On Thursday, King Salman and Russian President Vladimir Putin held a telephone conversati­on during which they agreed to continue close cooperatio­n to ensure stability on global hydrocarbo­n markets.

OPEC and Russia together produce more than 40 percent of the world’s oil. Moscow’s cooperatio­n on output cuts with OPEC, arranged with Putin’s help, has been crucial in roughly halving an excess of global oil stocks since January.

With oil prices rising above $60, Russia has expressed concern that an extension for the whole of 2018 could prompt a spike in crude production in the US, which is not participat­ing in the deal.

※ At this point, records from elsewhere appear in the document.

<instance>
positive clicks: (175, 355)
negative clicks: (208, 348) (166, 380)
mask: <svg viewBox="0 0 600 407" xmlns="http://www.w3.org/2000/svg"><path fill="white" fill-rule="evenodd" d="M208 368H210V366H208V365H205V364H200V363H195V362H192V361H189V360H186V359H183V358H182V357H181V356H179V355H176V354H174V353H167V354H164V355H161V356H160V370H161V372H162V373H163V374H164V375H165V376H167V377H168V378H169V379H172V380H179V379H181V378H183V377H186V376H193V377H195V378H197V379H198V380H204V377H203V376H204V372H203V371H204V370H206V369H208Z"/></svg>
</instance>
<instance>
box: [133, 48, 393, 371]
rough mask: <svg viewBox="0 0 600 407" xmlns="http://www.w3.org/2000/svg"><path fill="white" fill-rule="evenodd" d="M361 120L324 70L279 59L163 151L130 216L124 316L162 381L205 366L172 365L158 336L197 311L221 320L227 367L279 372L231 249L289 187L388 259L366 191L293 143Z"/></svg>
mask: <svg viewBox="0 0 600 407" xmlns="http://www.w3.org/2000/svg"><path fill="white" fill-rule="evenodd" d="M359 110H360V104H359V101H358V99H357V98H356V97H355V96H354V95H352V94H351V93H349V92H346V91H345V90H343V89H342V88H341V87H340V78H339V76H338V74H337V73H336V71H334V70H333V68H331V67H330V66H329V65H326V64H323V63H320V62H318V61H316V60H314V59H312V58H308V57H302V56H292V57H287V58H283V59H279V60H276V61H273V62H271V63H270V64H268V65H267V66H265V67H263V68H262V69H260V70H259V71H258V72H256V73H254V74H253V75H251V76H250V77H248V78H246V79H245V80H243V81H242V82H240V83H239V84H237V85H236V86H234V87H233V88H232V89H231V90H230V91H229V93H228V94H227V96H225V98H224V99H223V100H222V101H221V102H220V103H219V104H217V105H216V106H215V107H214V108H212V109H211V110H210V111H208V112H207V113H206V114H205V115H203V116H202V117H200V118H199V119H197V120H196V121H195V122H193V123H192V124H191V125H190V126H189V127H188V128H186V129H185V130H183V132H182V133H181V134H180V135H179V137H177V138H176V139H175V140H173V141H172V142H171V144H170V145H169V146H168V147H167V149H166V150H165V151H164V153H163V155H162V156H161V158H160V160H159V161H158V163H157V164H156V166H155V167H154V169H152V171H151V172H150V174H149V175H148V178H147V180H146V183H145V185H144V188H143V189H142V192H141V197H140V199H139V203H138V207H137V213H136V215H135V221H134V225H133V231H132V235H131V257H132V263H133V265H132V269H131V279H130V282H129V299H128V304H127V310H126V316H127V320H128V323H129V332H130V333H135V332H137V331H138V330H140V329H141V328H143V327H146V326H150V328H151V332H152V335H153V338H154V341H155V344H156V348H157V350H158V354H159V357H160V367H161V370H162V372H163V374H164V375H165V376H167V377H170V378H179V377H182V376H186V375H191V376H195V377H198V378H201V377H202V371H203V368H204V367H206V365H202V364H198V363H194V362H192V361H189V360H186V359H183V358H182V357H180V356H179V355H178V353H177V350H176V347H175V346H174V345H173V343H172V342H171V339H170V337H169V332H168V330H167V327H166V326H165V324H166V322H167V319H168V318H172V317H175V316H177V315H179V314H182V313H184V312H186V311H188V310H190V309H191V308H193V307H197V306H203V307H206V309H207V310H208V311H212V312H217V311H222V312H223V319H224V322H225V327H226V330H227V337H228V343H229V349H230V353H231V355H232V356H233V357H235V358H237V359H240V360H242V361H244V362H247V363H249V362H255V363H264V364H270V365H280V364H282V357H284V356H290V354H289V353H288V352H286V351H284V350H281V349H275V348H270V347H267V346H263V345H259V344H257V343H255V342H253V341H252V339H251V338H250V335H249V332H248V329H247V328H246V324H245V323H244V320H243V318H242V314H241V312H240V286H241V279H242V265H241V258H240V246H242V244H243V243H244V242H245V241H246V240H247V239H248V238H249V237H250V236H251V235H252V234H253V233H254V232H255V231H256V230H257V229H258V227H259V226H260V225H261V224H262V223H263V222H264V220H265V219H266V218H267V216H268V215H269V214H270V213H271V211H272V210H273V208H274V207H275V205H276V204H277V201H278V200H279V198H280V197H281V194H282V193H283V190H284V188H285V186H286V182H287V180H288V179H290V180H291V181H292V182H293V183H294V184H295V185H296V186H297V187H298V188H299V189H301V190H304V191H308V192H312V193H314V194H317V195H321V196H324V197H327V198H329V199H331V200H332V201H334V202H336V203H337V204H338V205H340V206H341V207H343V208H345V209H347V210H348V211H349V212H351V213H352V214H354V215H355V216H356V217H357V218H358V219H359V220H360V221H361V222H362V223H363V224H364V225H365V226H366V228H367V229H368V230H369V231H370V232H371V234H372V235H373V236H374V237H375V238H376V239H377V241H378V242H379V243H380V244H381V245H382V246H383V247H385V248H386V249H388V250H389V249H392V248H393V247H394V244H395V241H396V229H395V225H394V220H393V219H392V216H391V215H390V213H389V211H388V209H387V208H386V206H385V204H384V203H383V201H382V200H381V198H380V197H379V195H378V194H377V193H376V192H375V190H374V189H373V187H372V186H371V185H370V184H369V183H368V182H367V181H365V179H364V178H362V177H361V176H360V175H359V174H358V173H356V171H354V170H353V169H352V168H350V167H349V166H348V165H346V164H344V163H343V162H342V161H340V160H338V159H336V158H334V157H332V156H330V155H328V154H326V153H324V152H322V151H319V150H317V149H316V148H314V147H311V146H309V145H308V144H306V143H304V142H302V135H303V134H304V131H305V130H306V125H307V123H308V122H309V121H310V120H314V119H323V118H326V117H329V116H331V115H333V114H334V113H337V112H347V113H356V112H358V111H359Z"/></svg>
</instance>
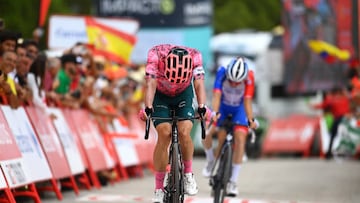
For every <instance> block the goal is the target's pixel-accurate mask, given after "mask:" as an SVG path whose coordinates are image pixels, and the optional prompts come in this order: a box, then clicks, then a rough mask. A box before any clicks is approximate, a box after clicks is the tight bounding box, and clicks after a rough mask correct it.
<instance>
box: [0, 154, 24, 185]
mask: <svg viewBox="0 0 360 203" xmlns="http://www.w3.org/2000/svg"><path fill="white" fill-rule="evenodd" d="M24 165H25V163H24V160H23V159H15V160H9V161H2V163H1V168H3V171H4V175H5V177H6V179H7V181H8V184H9V186H10V187H15V186H20V185H25V184H27V183H29V181H28V180H29V178H28V177H29V176H30V175H31V174H30V171H29V170H27V168H26V167H25V166H24Z"/></svg>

Russia has been pushing to ensure that ending the cuts will not cause a supply deficit or a sharp rise in prices that spurs US shale producers to increase output.

Novak said it would take time for the deal to be brought to an end. “Detailed parameters will be discussed by the time we approach balance. There could be different time frames, depending on forecasts of supply and increasing demand in global markets,” he said.

“We have a common understand­ing on this issue but I don’t want to discuss hypothetic­al scenarios now,” Novak said.

“There is a consensus among the (oil) ministers that we should avoid oversupply on the market when exiting the deal.”

Novak said there was an option to extend the deal beyond 2018, while he sees markets balancing in the third or fourth quarters of next year.

“Our task, above all, is (to achieve a) sustainabl­e demand and supply balance. We aim to reach this result, this could be achieved, if things are going well ... during 2018,” Novak said.

Saudi Energy Minister Khalid Al-Falih said on Wednesday it was premature to discuss any changes to the OPEC-led supply pact as market rebalancin­g was unlikely until the second half of 2018.